Saiu de casa tão tenso que por duas vezes apertou o botão errado do elevador. Pedro é daquelas pessoas que não gosta de botões. Usa o celular por necessidade apenas e limita-se ao básico. Tem medo de tocar em algum botão virtual errado e escangalhar a geringonça. Mal saiu do prédio e deu falta do título de eleitor. O porteiro sugeriu usar a versão digital, mas Pedro prefere o de papel plastificado. Voltou para pegá-lo.

A ida para a sessão de votação deveria ser uma caminhada tranquila, típica de uma manhã de feriado. Mas sua cabeça não o deixava relaxar. Estava cheia de preocupações sobre o voto. Ruminava temores quanto ao futuro de sua cidade enquanto driblava, na calçada estreita, cabos eleitorais armados de santinhos, adesivos e pedidos de voto para pessoas de rosto e expressões estranhas. Não dava para decidir algo tão importante assim daquele jeito. Não para Pedro.

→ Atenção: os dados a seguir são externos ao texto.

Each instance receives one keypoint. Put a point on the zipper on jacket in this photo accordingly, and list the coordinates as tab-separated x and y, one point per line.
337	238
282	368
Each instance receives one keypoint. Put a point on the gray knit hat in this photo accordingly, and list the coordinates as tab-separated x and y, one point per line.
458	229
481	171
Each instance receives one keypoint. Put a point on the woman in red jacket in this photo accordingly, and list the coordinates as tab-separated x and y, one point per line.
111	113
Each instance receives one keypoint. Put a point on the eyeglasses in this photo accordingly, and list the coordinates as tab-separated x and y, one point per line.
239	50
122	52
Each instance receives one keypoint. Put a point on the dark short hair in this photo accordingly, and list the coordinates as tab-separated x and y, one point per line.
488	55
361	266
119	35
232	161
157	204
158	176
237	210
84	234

Ficou perdido no local de votação, mas não queria pedir ajuda a ninguém. Não queria trocar palavra que fosse com ser humano algum. Preferia viver seu pequeno drama de alma completamente solitária, quieto enquanto seu corpo dava volume à multidão meio apressada, meio chateada e meio perdida como ele. Encontrou sua sessão e encarneirou-se na fila para votar.

Havia umas 30, talvez 40 pessoas à sua frente. Parecia muito para esperar. Também parecia pouco para decidir. Reparou nas pessoas em volta. Eleitores como ele. Conterrâneos, vizinhos, brasileiros como ele. Tão iguais a ele nas formalidades geográficas e, aparentemente, tão diferentes dele no espírito.

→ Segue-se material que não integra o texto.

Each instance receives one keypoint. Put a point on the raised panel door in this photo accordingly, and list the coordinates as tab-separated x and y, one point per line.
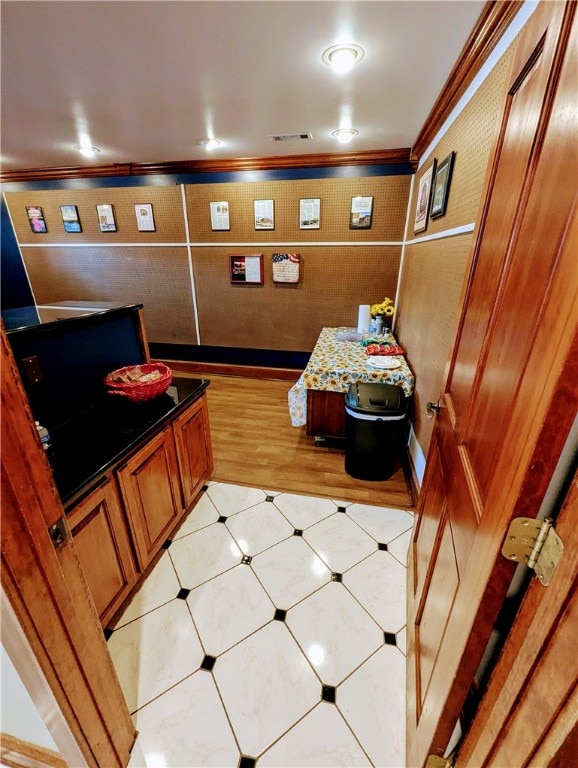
102	541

Nas conversas do entorno, a moça novinha dizia que iria votar em branco porque não tem candidato preto para ela votar. O gorducho grisalho com camisa da seleção brasileira e mau hálito anunciava, fazendo arminha, que votaria no único candidato conservador de verdade. O homem de camisa com gola e estampa de grife cara trazia no peito adesivo do candidato que se dizia liberal na economia e conservador nos costumes, mas que espalhava ideias anarquistas na economia e reacionárias nos costumes. Um garoto, quase no fim da fila, soltava vez ou outra o grito de um candidato que se travestia de caubói texano e pedia voto montado em um cavalo. Toda aquela poluição ideológica no aperto da fila causou uma estranha vertigem em Pedro.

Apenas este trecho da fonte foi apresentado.